THE FOLKS AT HOME: A BALTIMORE SITCOM

Baltimore Center Stage world premiere of R. Eric Thomas’s The Folks at Home will be livestreamed April 6-10 (photo by J Fannon)

Who: Baltimore Center Stage
What: Hybrid production of R. Eric Thomas play
Where: Baltimore Center Stage online
When: April 6-10, $30
Why: During the pandemic lockdown, I watched hundreds of plays from around the world online; one of my favorite discoveries was Baltimore Center Stage, which presented such shows as The Glorious World of Crowns, Kinks and Curls and The Garden, filmed in the company’s theater and broadcast virtually. Founded in 1963 and located in Baltimore’s Mount Vernon Cultural District since 1975, BCS is currently staging the world premiere of R. Eric Thomas’s comedy The Folks at Home, a 1970s-sitcom-style work about an interracial couple facing various problems, from money and parents to a possible ghost. While it might seem autobiographical, Thomas, who now lives in Baltimore, wrote in 2017, “Okay, first of all, this play is not my life. So, yes, it’s about an interracial gay couple and I am one-half of an interracial gay couple. And yes, it takes place in South Philly, where I also live. But in The Folks at Home, the central couple, Brandon and Roger, own their house, whereas I rent. So there.”

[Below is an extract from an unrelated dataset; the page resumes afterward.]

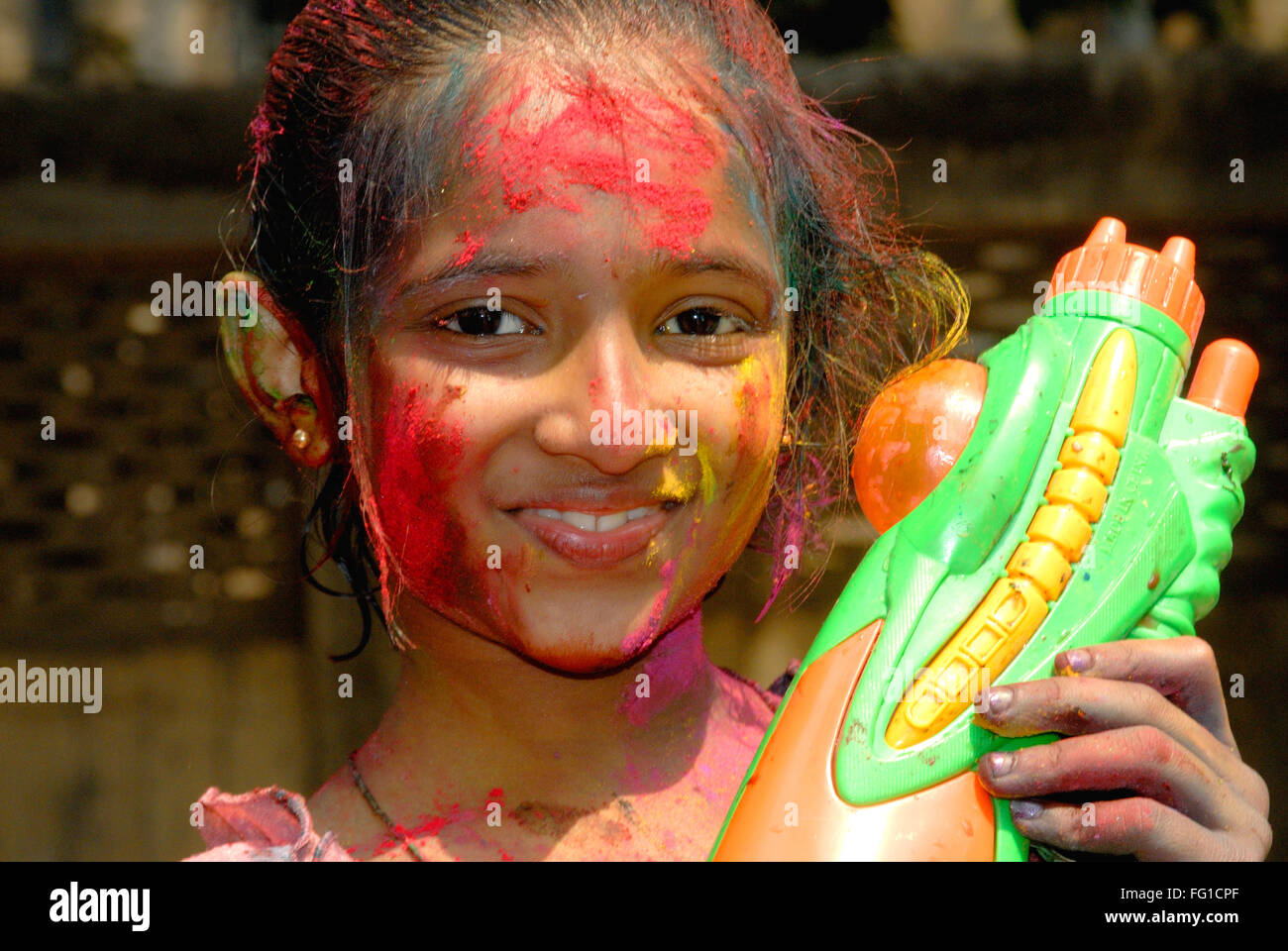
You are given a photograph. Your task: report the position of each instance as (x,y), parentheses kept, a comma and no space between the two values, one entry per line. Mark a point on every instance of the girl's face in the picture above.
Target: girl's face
(571,405)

Directed by Obie winner Stevie Walker-Webb (one in two, Ain’t No Mo’), the play stars Alexis Bronkovic, Brandon E. Burton, E. Faye Butler, Jane Kaczmarek, Eugene Lee, and Christopher Sears. Thomas has previously written the national bestseller Here for It, or, How to Save Your Soul in America as well as such plays as Backing Track, Crying on Television, and Mrs. Harrison and episodes of the television series Dickinson and Better Things; Bronkovic, Butler, Lee, and Sears have appeared on many TV series, while seven-time Emmy nominee Kaczmarek has starred on such shows as Malcolm in the Middle, Felicity, Equal Justice, and The Paper Chase. Five of the performances of The Folks at Home — which, of course, has its own theme song — will be livestreamed from April 6 to 10, with a Q&A following the April 7 show.